Lamplight from the Oak’s Cavern

It was the glow emanating from within the Horse Field Oak that made me stop and reappraise it. A lamplight glow that kept catching my eye as I worked; the sort of glow you might expect on opening a treasure chest, hauled from the deep.

This much-loved tree stands in the small, open pasture as a focal point. Twice every day, unless wind or weather is bad, we feed the horses beneath it, in ‘mangers’ created by the bays of its great, raised roots. Sometimes, we’ll store things on the dry earthy floor of its centre – a rug, a head-collar, a jumper; a book.


Its double-trunk and large, healthy crown of leaves gives it a deceptive youthfulness. A big buttress base (an oak wall 1.5m high) gives way to two separate trunks; each in themselves of impressive, ancient size. So, although it was always obvious that the ‘two trees’ sprung from one, there was an impression of a pair, joined at the hip.

The base is hollow. The tree stands up on its toes, like an earthstar fungus raising its middle off the floor, or as if it has legs – we sometimes call it ‘the walking tree’. The cavernous trunk is like a small cart shed, with wooden pillars, bays and open doors. The floor is dry-dusted, threshed with husks and wisped with rolled hay; the roof is vaulted, hushed and dark. Motes float in wide light shafts falling between cloisters.

The children have each had their dens inside, but now, even the youngest is too big to squeeze through the narrow opening, with its pelmet of pale, insect-drilled wood. A fox wintered in it last year and rabbits have their kits inside in summer. Part of the inside is burnt out: for a time, the hollow had been a secret bottle dump and presumably, the intensity of an afternoon sun had caused a small fire, mercifully gone out.

When I peer inside, to see what the yellow light is, a huge, sulphur shelf fungus is hanging there, like a ruffled lampshade from the 1970s. It glows in the upper-dark of the interior. Also known as chicken-of-the-woods, the fungus has more Flamenco frills than a fifties petticoat. The decayed hollow of the tree is an entirely natural process, the central heartwood being a dead support, and host to much life.

The bark is thick and fissured as shelves of mismatched books. Nuthatches have hammered cobnuts in the gaps, like round copper pennies. Between the two trunks the buttress forms a broad back or bench with a small ferny pool a saddle would fit over. The moss either side of it is worn a threadbare velveteen from climbing, leaning and sitting on. There are shinier patches of grease and chestnut hair, where the pony has scratched his neck. The canopy soars, the trunks and branches embossed with moss and lichens and burrs sprouting twigs, like hairs from moles. Kestrels nested in it this spring, but the canopy is so vast, I could not spot exactly where.

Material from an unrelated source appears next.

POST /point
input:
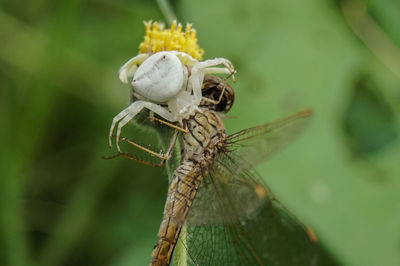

I asked The Woodland Trust how I’d measure and age such a tree, and with their advice, borrowed a long fabric tape measure and fitted it around the tree’s girth before it divided. At 7m, The Woodland Trust’s readyreckoner made the tree somewhere in the region of 600 years old. Along with several other local trees, it would have been part of the great Savernake Forest just down the road near Marlborough, where Henry VIII courted Jane Seymour. Britain’s only privately-owned ancient forest, it is however leased to the Forestry Commission on a 999-year basis and shut to the public just one day a year, in order to remain ‘private’. It is well known for its lion’s share of ancient, veteran trees: Big Belly Oak, King of Limbs, Cathedral and Spider Oak. The great Duke’s Vaunt once sported a door, lock and key and could shelter ‘twenty boys’. Our ‘Walking Oak’ is 400 years younger than these greats, yet may have been around four Henry’s before the Eighth was even born.


The horses stand beneath it now, nose to tail, swishing flies, nibbling at the ivy bark growing up it, in a scene from an Alfred Munnings painting. Their predecessor is buried fondly beneath the tree. I have rubbed several years’ worth of mistletoe berries on the lower branches, but so far, the tree is having none of that. Perhaps it has seen too much and knows the full weight of betrayals.


It’s the first tree I check on after a storm. Before I go, I pat the horses’ necks and the tree’s ‘saddle’ with more respect than usual. It gives nothing away, but its solidity and steadiness are a comfort.